Tuesday, November 02, 2010

Publishing's New York Lunchroom Turns 25

Union Square Cafe celebrates a quarter century
By Lynn Andriani, Oublishers Weekly, Nov 01, 2010

One day in November 1985, a man wearing an ascot walked into the just-opened Union Square Cafe on East 16th Street in New York City. He said to the restaurant's owner, Danny Meyer, in an accent Meyer describes as "inimitable," "I hear you have oysters." And so began Farrar, Straus & Giroux cofounder Roger Straus's patronage of the restaurant that has become downtown's go-to hub for publishing lunches.

"The very good fortune we had way back at the beginning that a small handful of publishers adopted Union Square Cafe as their lunch club has stood us in incredible stead all these years later," Meyer says. Among the publishing legends who've been regulars at USC besides Straus (whose office was less than a block away) are Abrams's former publisher and editor-in-chief Paul Gottlieb, Knopf v-p and editor-at-large Gary Fisketjon, and Grove/Atlantic president and publisher Morgan Entrekin.

Literary agent Mary Evans, who got her start at FSG in 1974, remembers when the restaurant was a health food store called Brownie's. "It's hard for people to understand how few lunch places there were in the neighborhood," she says, recalling only two options for the house's editors: Lüchow's, where she says a rat once ran over Straus's foot, and an Armenian restaurant called the Dardanelles on University Place. When Union Square Cafe opened, it gave publishers in the area a much-needed option.
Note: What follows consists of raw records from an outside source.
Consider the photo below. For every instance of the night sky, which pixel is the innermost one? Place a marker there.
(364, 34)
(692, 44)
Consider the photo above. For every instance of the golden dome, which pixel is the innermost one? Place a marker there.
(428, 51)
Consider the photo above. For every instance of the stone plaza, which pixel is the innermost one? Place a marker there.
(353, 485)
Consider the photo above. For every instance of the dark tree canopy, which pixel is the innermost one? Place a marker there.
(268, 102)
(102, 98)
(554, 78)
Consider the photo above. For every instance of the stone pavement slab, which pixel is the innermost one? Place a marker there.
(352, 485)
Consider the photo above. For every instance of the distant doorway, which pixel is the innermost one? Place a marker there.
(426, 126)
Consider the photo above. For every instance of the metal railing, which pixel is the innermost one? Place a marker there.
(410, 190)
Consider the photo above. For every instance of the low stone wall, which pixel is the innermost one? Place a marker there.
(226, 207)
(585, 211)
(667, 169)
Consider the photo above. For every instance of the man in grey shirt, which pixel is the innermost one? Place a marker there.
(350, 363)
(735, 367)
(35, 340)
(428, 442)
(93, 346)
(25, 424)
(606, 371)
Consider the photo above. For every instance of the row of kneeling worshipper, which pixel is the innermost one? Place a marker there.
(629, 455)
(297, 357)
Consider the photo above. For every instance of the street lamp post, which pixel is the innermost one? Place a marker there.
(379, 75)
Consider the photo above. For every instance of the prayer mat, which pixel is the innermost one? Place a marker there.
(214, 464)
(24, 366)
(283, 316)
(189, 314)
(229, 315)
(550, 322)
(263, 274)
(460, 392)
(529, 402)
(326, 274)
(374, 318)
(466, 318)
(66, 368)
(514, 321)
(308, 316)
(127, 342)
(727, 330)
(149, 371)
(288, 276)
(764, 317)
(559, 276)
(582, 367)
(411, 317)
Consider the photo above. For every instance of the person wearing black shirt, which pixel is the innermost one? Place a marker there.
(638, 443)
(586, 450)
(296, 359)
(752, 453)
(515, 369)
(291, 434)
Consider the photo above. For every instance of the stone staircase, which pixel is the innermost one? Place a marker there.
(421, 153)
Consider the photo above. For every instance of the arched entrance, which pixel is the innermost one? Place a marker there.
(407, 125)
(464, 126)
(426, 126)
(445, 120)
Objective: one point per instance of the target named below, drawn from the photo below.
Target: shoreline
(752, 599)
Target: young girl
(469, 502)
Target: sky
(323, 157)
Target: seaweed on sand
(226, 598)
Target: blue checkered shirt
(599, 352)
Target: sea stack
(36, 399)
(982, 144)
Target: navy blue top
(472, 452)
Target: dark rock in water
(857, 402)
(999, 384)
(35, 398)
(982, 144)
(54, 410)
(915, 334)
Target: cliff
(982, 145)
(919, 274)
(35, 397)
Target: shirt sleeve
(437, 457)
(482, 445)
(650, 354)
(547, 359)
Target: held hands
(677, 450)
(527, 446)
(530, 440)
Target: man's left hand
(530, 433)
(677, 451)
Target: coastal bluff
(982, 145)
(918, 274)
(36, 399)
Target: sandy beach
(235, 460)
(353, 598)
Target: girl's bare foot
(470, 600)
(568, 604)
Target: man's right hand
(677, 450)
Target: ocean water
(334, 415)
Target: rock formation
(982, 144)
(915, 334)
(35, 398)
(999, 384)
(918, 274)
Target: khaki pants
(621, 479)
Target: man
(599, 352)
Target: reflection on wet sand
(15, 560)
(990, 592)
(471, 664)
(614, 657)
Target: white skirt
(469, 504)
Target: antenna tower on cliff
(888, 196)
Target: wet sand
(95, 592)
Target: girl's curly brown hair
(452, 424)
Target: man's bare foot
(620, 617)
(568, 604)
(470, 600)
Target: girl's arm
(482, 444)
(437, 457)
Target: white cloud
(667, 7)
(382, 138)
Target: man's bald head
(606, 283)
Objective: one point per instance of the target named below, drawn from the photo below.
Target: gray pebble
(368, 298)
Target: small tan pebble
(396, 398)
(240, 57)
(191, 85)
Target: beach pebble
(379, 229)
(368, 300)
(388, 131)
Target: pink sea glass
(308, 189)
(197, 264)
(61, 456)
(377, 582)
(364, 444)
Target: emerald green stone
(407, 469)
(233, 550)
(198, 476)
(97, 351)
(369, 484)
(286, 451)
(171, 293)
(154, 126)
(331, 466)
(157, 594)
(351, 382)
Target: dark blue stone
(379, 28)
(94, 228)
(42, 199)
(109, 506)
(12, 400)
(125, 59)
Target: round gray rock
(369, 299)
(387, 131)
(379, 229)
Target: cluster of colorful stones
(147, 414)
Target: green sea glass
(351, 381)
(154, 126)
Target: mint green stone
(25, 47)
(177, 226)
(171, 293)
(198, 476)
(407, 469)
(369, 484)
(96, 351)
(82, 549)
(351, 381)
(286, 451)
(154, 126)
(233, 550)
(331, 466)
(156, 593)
Another agent, David Black, eats at USC at least once a week. Why? "Because the food is good, it is comfortable, and there is plenty of distance between tables so I can conduct business in an atmosphere I would describe as informal yet elegant." And, he adds, "in a business where it feels like you eat for a living, the menu is varied and healthy, if you choose." Deals are often made at the restaurant; Evans says she once had a lunch there, talked about a project, "and by that afternoon I had a well-into-the-six-figures pre-empt." And Norton executive editor Bob Weil has recently made a tradition of taking an author to USC to celebrate signing up a book.